Governo arrecada R$ 3 bilhões com apostas em 2025
O Governo Federal já obteve R$ 3,03 bilhões em receitas oriundas de apostas esportivas e jogos online entre janeiro e maio de 2025, conforme dados apresentados pela Receita Federal nesta quinta-feira (26). Apenas no mês de maio, o valor arrecadado com as chamadas “bets” alcançou R$ 814 milhões — um salto impressionante de 23.096,8% em comparação com o mesmo mês de 2024.
Nos cinco primeiros meses deste ano, a arrecadação apresentou uma escalada de 40.000% em relação ao mesmo período do ano passado, quando os valores recolhidos somavam apenas R$ 7 milhões. Essa performance significativa reflete diretamente a nova estrutura de tributação implementada para o setor.
Setor de apostas ultrapassa segmentos tradicionais
De acordo com o levantamento da Receita Federal, o segmento de apostas já supera setores tradicionais da economia brasileira. No mês de maio, as receitas vindas das bets superaram as obtidas em áreas como:
| Setor | Arrecadação em Maio/25 |
|---|---|
| Educação | R$ 516 milhões |
| Fabricação de máquinas e equipamentos | R$ 408 milhões |
| Comércio varejista | R$ 507 milhões |
Esse cenário evidencia o impacto da regulamentação e tributação sobre a Receita Bruta dos Jogos (GGR), modelo utilizado para calcular os tributos das empresas do setor.
Nova sistemática de tributação impulsiona receitas
Claudemir Malaquias, chefe do Centro de Estudos Tributários e Aduaneiros da Receita Federal, destacou que os repasses aumentaram significativamente a partir de fevereiro, mês seguinte ao início da regulamentação do setor, em 1º de janeiro. “A partir de fevereiro, já tivemos a arrecadação da nova sistemática de tributação das empresas que reúnem as apostas de cotas fixas”, afirmou.
Medida provisória e aumento da taxação
No início de junho, após diversas especulações, o governo federal oficializou o aumento da taxação sobre as apostas esportivas. O anúncio foi feito após uma reunião entre os presidentes da Câmara e do Senado com representantes do Executivo.

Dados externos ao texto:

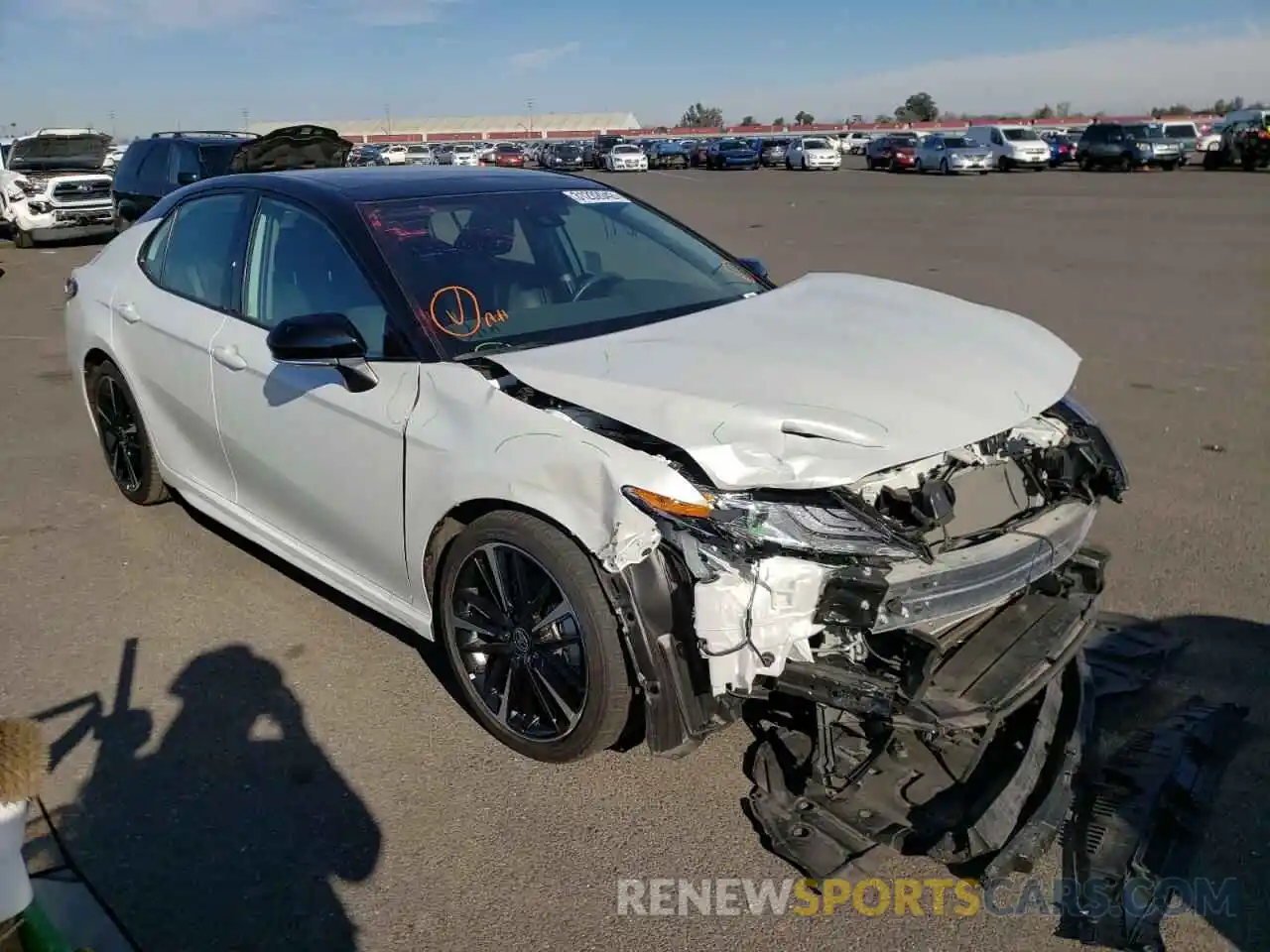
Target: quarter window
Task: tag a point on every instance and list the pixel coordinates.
(200, 255)
(298, 267)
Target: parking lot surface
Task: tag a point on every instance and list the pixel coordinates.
(358, 806)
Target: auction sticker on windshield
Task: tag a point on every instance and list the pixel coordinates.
(595, 197)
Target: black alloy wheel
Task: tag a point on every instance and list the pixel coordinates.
(122, 433)
(532, 639)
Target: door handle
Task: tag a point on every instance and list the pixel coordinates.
(229, 357)
(127, 312)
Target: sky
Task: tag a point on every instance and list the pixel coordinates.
(132, 66)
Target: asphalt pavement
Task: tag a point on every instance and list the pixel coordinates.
(290, 771)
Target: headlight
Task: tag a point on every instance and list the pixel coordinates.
(828, 526)
(1084, 424)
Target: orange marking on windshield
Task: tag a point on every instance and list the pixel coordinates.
(456, 311)
(453, 318)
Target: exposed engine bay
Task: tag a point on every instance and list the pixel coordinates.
(912, 642)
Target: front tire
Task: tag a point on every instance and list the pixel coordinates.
(532, 639)
(122, 433)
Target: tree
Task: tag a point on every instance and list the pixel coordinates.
(919, 107)
(702, 117)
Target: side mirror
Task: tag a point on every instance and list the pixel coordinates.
(324, 340)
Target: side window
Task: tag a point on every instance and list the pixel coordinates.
(199, 262)
(154, 166)
(298, 267)
(185, 162)
(157, 245)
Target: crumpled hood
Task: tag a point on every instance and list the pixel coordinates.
(817, 384)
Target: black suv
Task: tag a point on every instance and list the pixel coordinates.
(154, 167)
(1127, 146)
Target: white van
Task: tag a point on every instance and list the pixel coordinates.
(1012, 146)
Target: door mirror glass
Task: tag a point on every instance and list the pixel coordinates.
(322, 340)
(754, 267)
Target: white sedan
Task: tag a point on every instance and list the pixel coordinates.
(547, 425)
(813, 153)
(626, 158)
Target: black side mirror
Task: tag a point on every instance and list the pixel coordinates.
(324, 340)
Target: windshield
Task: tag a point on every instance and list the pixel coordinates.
(59, 153)
(532, 268)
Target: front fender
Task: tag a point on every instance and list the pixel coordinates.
(468, 440)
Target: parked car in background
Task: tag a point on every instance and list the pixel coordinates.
(1062, 149)
(461, 154)
(1187, 135)
(668, 154)
(507, 155)
(395, 153)
(166, 162)
(367, 154)
(602, 146)
(420, 154)
(625, 157)
(772, 154)
(896, 151)
(1127, 146)
(53, 185)
(952, 155)
(730, 154)
(812, 153)
(1012, 146)
(566, 157)
(856, 143)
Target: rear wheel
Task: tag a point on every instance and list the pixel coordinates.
(122, 433)
(532, 639)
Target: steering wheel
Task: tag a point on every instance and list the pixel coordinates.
(604, 280)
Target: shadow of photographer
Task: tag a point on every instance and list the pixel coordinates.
(230, 834)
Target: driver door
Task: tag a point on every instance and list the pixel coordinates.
(318, 465)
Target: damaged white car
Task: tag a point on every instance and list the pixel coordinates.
(53, 185)
(624, 479)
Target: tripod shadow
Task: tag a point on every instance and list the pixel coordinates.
(230, 833)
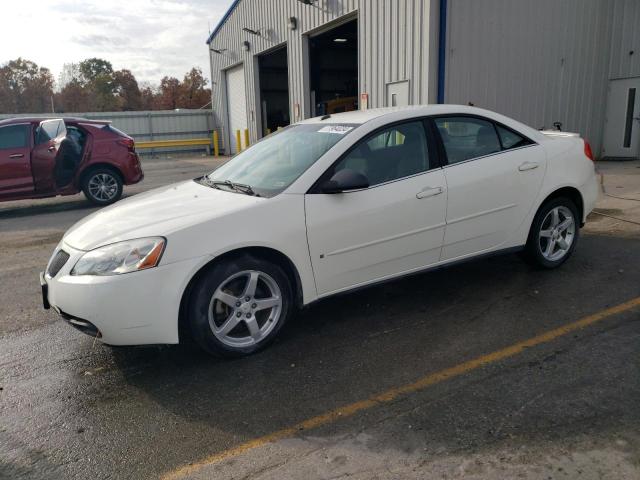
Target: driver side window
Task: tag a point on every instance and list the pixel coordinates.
(396, 152)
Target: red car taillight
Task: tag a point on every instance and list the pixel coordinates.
(127, 142)
(587, 151)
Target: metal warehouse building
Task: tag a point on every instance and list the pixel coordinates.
(577, 62)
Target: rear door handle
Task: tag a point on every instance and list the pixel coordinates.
(429, 192)
(528, 166)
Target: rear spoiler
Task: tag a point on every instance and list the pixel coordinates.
(558, 133)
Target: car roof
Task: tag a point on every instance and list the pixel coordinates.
(13, 121)
(363, 116)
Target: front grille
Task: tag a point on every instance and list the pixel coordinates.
(57, 262)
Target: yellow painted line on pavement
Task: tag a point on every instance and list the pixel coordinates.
(392, 394)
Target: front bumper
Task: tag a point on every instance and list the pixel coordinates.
(138, 308)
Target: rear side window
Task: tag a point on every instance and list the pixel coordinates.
(511, 139)
(465, 138)
(14, 136)
(111, 128)
(49, 130)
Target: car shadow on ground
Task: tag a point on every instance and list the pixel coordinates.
(348, 348)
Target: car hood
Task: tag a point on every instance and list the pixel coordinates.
(157, 212)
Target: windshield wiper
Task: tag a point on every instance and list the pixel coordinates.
(238, 187)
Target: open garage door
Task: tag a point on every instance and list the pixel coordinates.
(333, 62)
(237, 105)
(274, 90)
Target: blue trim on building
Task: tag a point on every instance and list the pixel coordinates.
(442, 49)
(221, 22)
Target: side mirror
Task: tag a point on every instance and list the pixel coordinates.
(344, 181)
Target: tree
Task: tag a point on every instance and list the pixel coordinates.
(126, 86)
(25, 87)
(73, 97)
(98, 78)
(92, 68)
(168, 97)
(194, 91)
(147, 96)
(70, 73)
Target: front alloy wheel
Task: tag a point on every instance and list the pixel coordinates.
(245, 308)
(239, 305)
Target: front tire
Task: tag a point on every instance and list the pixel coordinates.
(554, 233)
(238, 307)
(102, 186)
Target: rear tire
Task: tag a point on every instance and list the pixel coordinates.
(239, 305)
(102, 186)
(554, 233)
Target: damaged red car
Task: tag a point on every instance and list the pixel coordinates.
(64, 156)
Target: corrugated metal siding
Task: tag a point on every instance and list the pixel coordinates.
(393, 43)
(541, 61)
(625, 39)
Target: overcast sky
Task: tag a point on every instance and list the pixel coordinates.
(152, 38)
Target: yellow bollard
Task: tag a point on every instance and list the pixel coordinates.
(216, 144)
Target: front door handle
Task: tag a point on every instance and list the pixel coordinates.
(429, 192)
(528, 166)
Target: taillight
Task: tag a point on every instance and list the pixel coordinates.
(127, 142)
(587, 151)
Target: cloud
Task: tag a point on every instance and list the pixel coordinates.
(152, 38)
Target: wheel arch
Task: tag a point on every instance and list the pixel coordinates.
(264, 253)
(85, 172)
(571, 193)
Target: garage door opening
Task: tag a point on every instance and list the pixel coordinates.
(333, 62)
(237, 108)
(274, 90)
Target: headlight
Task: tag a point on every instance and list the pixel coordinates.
(121, 257)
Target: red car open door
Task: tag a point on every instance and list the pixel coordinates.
(48, 137)
(15, 160)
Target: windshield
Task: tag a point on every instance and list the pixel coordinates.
(274, 163)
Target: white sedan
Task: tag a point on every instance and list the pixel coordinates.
(324, 206)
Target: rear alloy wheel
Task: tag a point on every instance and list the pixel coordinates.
(103, 187)
(554, 233)
(239, 306)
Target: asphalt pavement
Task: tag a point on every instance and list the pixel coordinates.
(399, 381)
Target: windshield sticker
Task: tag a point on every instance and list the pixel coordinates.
(337, 129)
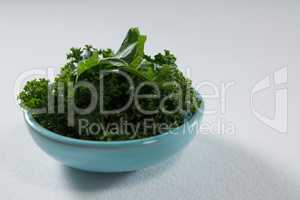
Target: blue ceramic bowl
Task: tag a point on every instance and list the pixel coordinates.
(115, 156)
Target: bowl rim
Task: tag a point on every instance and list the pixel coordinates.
(31, 122)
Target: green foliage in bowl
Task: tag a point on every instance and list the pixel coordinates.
(95, 85)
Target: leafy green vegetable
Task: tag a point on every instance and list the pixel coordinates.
(86, 64)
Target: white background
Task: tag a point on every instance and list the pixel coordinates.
(240, 41)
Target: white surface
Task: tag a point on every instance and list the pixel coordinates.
(220, 42)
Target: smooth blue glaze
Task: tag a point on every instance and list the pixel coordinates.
(114, 156)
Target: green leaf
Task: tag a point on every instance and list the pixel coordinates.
(132, 46)
(87, 64)
(117, 62)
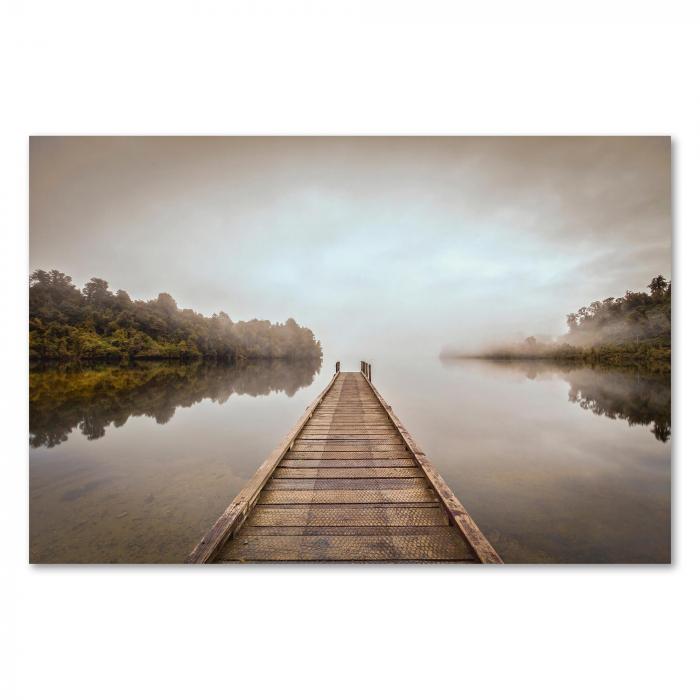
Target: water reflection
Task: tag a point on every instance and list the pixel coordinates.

A medida também encerrou a isenção de Imposto de Renda para títulos de crédito como as Letras de Crédito Imobiliário (LCIs) e do Agronegócio (LCAs).
Em 12 de junho, uma medida provisória foi editada com o intuito de reforçar as receitas públicas. Essa iniciativa se soma ao decreto que elevou o IOF, e deve gerar um impacto positivo de R$ 284,9 milhões ainda em 2025, com projeção de arrecadação de até R$ 1,7 bilhão anuais a partir de 2026.
Nova alíquota sobre o GGR
O principal ponto da MP está na alteração da alíquota sobre a Receita Bruta dos Jogos. Confira a mudança:
| Situação | Alíquota |
|---|---|
| Antes da MP | 12% |
| Após a MP | 18% |
Declarações de Fernando Haddad
Em entrevista à GloboNews, o ministro da Fazenda, Fernando Haddad, defendeu a decisão do governo em aumentar a carga tributária sobre as apostas. Segundo ele, essas empresas operavam há anos no país sem qualquer retorno fiscal relevante. “Você acha normal uma bet que não traz nada de bom no Brasil e fica anos sem pagar imposto nenhum como se fosse uma Santa Casa da Misericórdia?”, questionou o ministro de forma crítica.
As declarações reforçam o posicionamento do governo de controlar e rentabilizar um mercado em franca expansão, promovendo maior responsabilidade fiscal e social por parte das operadoras de jogos e apostas.
Perspectivas para o setor
Com a regulamentação em vigor e as medidas tributárias ajustadas, o setor de apostas esportivas e jogos online tende a se consolidar como uma das principais fontes de receita do governo federal. Espera-se que a arrecadação continue em crescimento, impulsionada por uma base tributária mais robusta e pela adesão crescente do público brasileiro às plataformas de apostas legalizadas.
Além disso, a transparência e o controle fiscal reforçam a credibilidade do setor e aumentam a atratividade para investidores e operadores globais interessados em atuar no mercado nacional.
Enquanto isso, o governo seguirá acompanhando o desempenho do segmento, avaliando a eficácia das medidas adotadas e promovendo os ajustes necessários para garantir equilíbrio entre desenvolvimento econômico e responsabilidade tributária.